Wendy Stephens, who has kept vigil over the islands’ seniors for decades, is retiring from her position with the county.
The Mullis Center cafeteria housed a dozen tables at its lunch on Jan. 17, each with five to six seniors seated at them. Front and center in the dining room was “table nine” – a reserved space with balloons and cards for Stephens left by staff and clients of the senior center. She also enjoyed a black forest chocolate cake special ordered from a bakery in Bellingham.
“I feel so blessed to have had a profession that I absolutely love,” Stephens said. “I absolutely love the whole social services arena and the seniors in particular as such a wonderful, wonderful population to work for. They’re so endearing, so that’s been extraordinary. At the end of the day, it feels like important work and that’s really gratifying to me.”
Sixty-five-year-old Stephens is retiring on Jan. 23 to travel and spend time with her family. She leaves behind a simple, but powerful message: people matter.
Those two words have motivated Stephens throughout her time working with island seniors. She is a short, spunky woman who greets new people with a hug. Listening to her talk, it doesn’t take long to hear a slight New York accent, the remnants of her youth.
Stephens was born and raised in New York City, and that is where she earned her master’s in social work in the 70s. She and her husband Dylan moved to Issaquah, Washington in 1979.
The couple moved to San Juan Island in 1994 when Stephens accepted a position at a convalescent center on the island. In 1998, she was offered a senior services job by the county and was present when the Mullis Center first opened. After taking a sabbatical from 2005 until 2012 to live in Hawaii and Europe, Stephens resumed her work at senior services and was promoted to manager 3.5 years ago.
“I’ve been blessed that Wendy took on this role,” Health and Human Services Director Mark Tompkins said. “We’ve been blessed that she took that on and has taken senior services in a very positive and wonderful direction.”
Stephens explained at the most recent county board of health meeting on Jan. 16 that there were more than 6,000 instances where contact was made between elderly islanders and senior services last year.
“We have the largest senior population in the state,” Stephens said. “Every decision we make, particularly to our older population, is important.”
In her retirement, she plans to travel to Britain and Europe with her husband Dylan to visit their three children and five grandchildren.
“I’m very confident that I leave at a good time. The department’s absolutely solid,” Stephens said. “Mark has extraordinary leadership, so I have no doubt that senior services will continue to be very progressive.”
Tompkins said his goal is that senior services builds on the work Stephens has done, like additional health and wellness classes and other services to provide to seniors. She has started the ball rolling on so many projects, he said and added that Stephens is leaving the department on the path to continue that work. She has spent a lot of time looking for programs and services to attract seniors to the centers and it is working according to statistics, she explained at the Board of Health meeting.

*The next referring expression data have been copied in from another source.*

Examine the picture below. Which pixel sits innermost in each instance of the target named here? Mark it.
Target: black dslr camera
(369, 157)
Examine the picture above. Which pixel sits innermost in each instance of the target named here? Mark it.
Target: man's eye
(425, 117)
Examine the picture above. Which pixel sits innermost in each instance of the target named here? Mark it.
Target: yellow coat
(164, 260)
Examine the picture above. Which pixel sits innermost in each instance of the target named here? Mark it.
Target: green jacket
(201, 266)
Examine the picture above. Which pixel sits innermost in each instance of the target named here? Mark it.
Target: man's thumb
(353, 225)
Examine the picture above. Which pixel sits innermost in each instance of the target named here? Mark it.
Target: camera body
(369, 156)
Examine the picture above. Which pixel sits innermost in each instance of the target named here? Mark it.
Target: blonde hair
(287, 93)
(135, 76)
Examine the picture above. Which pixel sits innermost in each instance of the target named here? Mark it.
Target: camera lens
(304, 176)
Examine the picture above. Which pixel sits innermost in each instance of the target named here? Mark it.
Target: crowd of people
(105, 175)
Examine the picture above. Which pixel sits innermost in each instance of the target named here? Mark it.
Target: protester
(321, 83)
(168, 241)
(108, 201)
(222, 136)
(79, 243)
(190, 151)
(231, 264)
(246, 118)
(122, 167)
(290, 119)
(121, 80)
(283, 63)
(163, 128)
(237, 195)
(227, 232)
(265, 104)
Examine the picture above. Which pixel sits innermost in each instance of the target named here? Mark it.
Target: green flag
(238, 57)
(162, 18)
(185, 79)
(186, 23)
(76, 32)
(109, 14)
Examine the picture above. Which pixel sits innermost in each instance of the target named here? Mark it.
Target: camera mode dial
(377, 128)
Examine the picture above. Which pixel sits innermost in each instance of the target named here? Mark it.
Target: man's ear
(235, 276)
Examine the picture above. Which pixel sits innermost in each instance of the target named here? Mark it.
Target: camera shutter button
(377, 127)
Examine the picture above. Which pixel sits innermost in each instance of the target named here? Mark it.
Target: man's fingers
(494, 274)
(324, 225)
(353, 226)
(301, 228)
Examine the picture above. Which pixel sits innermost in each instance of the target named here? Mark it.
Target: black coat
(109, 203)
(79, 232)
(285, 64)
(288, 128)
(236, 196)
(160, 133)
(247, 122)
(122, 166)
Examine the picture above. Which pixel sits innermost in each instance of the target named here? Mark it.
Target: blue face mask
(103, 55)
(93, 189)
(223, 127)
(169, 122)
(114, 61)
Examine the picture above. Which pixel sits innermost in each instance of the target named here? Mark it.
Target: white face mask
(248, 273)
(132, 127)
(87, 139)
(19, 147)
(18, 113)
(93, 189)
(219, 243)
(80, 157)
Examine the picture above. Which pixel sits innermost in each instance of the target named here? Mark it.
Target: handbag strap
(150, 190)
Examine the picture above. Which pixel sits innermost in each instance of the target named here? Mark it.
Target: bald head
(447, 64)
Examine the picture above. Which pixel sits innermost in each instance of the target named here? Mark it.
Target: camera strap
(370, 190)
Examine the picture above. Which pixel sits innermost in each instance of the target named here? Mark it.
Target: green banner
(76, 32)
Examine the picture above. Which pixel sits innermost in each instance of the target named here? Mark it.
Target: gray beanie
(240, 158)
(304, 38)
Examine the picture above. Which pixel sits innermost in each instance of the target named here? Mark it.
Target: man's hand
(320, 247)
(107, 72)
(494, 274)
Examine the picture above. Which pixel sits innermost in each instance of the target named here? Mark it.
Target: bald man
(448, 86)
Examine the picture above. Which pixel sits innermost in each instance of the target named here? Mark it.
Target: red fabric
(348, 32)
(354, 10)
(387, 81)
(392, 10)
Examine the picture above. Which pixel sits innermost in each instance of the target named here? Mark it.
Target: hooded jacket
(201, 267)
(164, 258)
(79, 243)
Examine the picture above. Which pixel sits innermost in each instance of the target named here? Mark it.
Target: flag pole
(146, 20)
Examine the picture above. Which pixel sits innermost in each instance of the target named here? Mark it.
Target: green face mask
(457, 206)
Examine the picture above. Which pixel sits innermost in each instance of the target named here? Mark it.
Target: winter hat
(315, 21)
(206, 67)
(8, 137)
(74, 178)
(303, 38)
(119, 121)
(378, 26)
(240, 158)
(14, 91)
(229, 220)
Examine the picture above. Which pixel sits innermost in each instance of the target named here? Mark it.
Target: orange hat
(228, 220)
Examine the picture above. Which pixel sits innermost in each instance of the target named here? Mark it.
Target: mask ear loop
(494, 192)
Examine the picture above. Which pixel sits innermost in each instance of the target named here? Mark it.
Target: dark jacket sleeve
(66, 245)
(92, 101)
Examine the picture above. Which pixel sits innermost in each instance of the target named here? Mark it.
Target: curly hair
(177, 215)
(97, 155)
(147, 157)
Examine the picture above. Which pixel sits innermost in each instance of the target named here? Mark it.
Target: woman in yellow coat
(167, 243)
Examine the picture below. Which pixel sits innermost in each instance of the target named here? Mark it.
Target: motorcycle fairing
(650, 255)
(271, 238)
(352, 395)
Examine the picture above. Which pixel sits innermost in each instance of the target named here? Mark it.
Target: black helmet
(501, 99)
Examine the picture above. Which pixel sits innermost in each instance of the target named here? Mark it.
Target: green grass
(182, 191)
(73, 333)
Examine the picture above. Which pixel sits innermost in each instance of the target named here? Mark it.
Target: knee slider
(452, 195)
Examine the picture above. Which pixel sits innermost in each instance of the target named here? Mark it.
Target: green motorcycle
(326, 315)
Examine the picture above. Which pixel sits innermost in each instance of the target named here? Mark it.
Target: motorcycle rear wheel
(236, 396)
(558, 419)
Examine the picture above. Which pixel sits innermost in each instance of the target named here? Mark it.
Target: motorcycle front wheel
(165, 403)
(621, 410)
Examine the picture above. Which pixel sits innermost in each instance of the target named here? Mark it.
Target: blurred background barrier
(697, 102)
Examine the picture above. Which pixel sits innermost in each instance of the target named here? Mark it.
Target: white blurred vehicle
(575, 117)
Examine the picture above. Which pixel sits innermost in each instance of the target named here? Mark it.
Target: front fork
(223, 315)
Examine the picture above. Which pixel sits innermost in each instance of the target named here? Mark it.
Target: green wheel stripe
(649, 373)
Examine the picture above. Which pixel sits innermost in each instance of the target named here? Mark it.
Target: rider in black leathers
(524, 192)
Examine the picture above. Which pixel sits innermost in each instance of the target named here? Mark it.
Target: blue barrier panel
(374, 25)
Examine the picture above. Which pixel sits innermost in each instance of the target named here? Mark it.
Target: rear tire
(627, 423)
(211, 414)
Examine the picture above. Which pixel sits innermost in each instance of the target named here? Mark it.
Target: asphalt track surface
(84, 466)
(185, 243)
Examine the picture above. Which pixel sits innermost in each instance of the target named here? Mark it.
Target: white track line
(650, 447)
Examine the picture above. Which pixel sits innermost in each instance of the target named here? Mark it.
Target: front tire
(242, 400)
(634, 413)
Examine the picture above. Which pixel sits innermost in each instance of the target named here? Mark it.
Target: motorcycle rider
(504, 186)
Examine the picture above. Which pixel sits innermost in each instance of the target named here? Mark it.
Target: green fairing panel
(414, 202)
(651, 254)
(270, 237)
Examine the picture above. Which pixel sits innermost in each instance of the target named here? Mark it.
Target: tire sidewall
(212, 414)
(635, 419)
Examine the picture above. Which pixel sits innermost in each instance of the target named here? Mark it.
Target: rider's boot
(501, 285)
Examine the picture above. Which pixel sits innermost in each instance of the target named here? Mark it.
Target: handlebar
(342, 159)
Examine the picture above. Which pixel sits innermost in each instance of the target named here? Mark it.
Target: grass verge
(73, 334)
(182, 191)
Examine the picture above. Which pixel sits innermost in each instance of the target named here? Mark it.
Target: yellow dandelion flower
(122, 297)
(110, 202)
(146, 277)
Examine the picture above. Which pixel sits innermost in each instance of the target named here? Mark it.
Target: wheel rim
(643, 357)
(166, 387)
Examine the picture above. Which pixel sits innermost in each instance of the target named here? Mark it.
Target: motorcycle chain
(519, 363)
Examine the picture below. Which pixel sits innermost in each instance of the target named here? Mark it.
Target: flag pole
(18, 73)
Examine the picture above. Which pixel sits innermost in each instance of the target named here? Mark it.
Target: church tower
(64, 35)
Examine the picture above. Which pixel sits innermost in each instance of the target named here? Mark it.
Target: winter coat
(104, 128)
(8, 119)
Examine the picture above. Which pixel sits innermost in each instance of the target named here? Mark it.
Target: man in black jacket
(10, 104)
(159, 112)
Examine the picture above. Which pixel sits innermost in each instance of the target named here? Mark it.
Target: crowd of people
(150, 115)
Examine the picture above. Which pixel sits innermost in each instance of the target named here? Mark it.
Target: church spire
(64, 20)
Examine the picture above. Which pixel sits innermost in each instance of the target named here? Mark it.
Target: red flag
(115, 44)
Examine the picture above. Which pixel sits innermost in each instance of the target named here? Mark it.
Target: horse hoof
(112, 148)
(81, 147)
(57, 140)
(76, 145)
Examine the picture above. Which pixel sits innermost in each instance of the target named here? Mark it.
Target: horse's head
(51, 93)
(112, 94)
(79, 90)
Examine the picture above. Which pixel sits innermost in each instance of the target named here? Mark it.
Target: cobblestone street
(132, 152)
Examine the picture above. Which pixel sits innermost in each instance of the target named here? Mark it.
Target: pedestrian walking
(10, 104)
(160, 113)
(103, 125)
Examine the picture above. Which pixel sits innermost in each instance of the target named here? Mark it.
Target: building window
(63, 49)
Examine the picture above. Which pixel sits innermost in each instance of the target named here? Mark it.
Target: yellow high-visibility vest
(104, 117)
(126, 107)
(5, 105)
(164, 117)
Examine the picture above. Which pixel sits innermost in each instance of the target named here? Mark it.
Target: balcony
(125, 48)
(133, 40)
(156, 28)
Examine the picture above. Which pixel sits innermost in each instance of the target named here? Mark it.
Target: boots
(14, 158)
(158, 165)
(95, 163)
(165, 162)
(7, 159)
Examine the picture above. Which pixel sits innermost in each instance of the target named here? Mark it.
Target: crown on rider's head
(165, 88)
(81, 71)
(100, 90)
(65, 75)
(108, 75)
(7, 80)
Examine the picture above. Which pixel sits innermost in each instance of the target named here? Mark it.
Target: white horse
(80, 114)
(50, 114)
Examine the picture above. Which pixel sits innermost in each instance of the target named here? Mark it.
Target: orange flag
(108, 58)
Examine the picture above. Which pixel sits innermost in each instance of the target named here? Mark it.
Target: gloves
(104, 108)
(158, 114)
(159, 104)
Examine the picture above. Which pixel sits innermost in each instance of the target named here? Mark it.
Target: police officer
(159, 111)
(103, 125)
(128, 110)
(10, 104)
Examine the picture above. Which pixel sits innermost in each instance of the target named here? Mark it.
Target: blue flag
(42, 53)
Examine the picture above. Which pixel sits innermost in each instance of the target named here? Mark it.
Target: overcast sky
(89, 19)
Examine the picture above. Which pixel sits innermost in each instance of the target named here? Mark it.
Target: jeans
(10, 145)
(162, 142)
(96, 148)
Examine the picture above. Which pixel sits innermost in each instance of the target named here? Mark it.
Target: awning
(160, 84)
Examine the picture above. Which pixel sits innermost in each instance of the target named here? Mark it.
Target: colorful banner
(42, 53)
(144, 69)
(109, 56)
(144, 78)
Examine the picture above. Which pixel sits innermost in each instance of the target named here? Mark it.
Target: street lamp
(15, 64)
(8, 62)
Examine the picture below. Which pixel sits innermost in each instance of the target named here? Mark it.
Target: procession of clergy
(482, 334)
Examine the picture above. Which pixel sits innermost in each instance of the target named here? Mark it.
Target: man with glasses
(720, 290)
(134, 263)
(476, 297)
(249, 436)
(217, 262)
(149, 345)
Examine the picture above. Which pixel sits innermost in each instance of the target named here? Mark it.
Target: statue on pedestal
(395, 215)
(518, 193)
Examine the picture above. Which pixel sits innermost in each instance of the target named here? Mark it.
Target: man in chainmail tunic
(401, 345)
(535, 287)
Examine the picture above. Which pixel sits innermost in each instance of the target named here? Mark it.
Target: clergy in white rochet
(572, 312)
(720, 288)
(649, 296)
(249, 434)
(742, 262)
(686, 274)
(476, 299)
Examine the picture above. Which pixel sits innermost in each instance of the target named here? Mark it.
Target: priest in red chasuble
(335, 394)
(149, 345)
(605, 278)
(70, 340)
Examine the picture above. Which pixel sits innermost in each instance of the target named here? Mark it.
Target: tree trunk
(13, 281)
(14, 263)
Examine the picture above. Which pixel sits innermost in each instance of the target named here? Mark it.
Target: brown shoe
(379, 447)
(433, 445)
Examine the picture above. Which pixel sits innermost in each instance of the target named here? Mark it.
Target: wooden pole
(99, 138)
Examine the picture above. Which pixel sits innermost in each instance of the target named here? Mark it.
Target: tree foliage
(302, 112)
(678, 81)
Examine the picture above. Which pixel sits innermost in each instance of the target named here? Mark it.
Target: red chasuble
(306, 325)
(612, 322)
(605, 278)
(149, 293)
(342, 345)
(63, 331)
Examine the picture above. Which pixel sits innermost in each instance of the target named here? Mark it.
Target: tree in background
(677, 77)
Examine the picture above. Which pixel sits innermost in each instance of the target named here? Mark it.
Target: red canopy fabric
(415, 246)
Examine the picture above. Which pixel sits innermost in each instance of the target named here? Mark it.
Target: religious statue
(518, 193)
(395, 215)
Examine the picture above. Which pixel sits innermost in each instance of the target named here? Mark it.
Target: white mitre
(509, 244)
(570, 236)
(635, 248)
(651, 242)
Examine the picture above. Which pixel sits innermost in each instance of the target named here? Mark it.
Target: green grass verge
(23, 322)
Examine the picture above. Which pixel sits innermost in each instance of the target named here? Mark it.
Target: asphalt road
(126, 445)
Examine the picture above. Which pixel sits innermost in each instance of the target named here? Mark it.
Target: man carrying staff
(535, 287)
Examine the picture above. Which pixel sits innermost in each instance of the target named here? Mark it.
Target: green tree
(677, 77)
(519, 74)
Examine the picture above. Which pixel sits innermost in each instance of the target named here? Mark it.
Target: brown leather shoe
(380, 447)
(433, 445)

For the past three years, Stephens has overseen the work done by the islands’ three senior services specialists: San Juan’s Debbie Haagensen, Orcas’ Jami Mitchell and Lopez’ Roni Becker. Human Services Manager Barbara LaBrash will be taking over Stephen’s duties, which include coordinating case management, family caregiver support, organizing support groups, scheduling health and wellness classes and more.
“I think our health and community services department is pretty awesome as far as I am concerned. It totally rocks,” Stephens said.
The San Juan County Health and Community Services department restructured recently resulting in a merger of senior services and human services. An Orcas islander, LaBrash will be based on Orcas but will spend part of her time on San Juan and Lopez as well.
“Whatever the senior needs, we are here to do our best to help serve,” Stephens said.
When asked whether her world travels will someday bring her back to the islands, Stephens was unsure.
“The doors are always open in one’s lifetime so I just like to follow the journey and see where it goes,” she said.